Secondo lavoro del dipendente poste italiane. Part time verticale, orizzontale, misto riflessi sulla pensione, riproporzionamento delle ferie.





Buongiorno, sono una dipendente di Poste Italiane dal 1985. Da due anni e mezzo sono in regime di part time orizzontale , con una presenza al lavoro pari al 69% rispetto al full time. Diversi anni fa mi sono laureata in economia ed oggi sono commercialista. Vorrei sapere se posso intraprendere serenamente la professione, pur mantenendo il mio posto di lavoro in Poste Italiane senza incorrere in sanzioni di alcun tipo, così come ufficiosamente mi è stato sempre risposto Vorrei, inoltre sapere se, a parità di ore lavorate, vi è una qualche diversa ripercussione sulla mia futura pensione, tra part time orizzontale,verticale o misto.Vi chiedo questo perche oggi lavoro 5 ore a settimana per 5 giorni la settimana, per un totale di 25 ore, ma dal prossimo anno vorrei suddividere queste 25 ore su quattro giorni, restando a casa il quinto giorno. So che questo comporterà un riproporzionamento delle ferie, ma è davvero tutto qua o ci sono altre variabili da tenere presenti?Gli anni maturati, ad esempio, restano gli stessi del full time o del part time orizzontale?La mia futura pensione subirà delle variazioni più svantaggiose se scelgo un regime misto invece dell'orizzontale? Grazie



RISPOSTA



Se fossi un dipendente pubblico, non potresti farlo; occorrerebbe per legge un part time inferiore al 50%, per aprire partita Iva ed esercitare la professione. Ma non sei un dipendente pubblico, quindi sei assoggettata soltanto a quanto previsto dall'articolo 2105 del codice civile.

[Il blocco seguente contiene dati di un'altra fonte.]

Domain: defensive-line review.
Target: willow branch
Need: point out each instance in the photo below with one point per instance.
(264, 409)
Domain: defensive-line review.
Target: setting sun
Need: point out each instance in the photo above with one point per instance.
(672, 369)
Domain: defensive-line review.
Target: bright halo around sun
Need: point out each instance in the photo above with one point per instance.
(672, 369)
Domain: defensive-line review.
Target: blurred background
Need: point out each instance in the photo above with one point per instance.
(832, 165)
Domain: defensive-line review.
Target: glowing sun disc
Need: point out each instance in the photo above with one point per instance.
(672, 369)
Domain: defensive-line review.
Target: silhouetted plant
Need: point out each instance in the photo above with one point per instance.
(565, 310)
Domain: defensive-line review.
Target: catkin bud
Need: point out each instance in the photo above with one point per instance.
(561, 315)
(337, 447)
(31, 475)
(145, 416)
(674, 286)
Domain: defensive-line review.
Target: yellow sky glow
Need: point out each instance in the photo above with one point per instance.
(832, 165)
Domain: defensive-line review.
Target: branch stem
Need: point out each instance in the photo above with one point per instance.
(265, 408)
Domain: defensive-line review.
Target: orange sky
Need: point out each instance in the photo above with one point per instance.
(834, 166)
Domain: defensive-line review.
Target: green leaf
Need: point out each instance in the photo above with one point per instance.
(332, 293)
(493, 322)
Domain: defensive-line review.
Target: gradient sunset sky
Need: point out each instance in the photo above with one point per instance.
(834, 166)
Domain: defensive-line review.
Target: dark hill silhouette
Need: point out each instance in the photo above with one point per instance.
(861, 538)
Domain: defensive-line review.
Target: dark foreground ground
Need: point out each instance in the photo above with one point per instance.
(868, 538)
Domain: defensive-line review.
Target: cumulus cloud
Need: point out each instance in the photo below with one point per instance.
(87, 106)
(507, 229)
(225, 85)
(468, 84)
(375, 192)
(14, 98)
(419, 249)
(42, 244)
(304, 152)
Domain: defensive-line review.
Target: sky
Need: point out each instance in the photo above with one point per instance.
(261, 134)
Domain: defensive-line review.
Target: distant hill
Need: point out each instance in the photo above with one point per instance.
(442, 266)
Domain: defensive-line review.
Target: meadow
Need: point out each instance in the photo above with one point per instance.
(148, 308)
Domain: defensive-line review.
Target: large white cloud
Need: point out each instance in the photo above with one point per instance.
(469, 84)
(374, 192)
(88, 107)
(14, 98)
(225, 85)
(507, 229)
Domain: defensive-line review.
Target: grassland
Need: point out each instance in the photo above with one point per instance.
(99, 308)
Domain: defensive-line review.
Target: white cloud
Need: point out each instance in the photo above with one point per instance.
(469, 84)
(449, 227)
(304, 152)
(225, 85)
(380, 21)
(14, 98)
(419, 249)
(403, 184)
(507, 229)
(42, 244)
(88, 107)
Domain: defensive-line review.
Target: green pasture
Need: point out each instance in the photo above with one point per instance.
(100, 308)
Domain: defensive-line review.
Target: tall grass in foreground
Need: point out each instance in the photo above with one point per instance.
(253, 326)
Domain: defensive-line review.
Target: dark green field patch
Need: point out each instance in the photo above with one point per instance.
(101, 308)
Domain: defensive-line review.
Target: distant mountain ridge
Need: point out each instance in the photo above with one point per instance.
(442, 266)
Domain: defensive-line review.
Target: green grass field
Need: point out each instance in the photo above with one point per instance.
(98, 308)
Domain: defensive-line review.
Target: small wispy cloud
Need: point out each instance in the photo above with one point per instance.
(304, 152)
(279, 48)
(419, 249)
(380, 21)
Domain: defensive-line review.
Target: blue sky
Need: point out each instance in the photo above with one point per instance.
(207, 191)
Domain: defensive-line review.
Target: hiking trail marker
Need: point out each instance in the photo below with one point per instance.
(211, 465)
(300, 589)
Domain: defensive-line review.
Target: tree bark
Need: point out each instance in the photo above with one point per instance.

Art. 2105 del codice civile. Obbligo di fedeltà.

Il prestatore di lavoro non deve trattare affari, per conto proprio o di terzi, in concorrenza con l'imprenditore, né divulgare notizie attinenti all'organizzazione e ai metodi di produzione dell'impresa, o farne uso in modo da poter recare ad essa pregiudizio.

La tua attività può essere liberamente svolta, in quanto non potrebbe essere considerata come concorrenziale all'attività del tuo datore di lavoro. Confermo quanto ti è stato comunicato. Devi comunicare al datore di lavoro, l'apertura della partita IVA e l'inizio dell'attività professionale.

E' indifferente la tipologia del part time, ai fini del tuo diritto alla pensione. E' scritto anche sul sito web dell'INPS: conta il numero delleore di lavoro retribuite, a prescindere dalla loro articolazione settimanale. Conta soltanto quante ore lavori settimanalmente e quante ore ti sono retribuite !!!

Confermo il riproporzionamento delle ferie.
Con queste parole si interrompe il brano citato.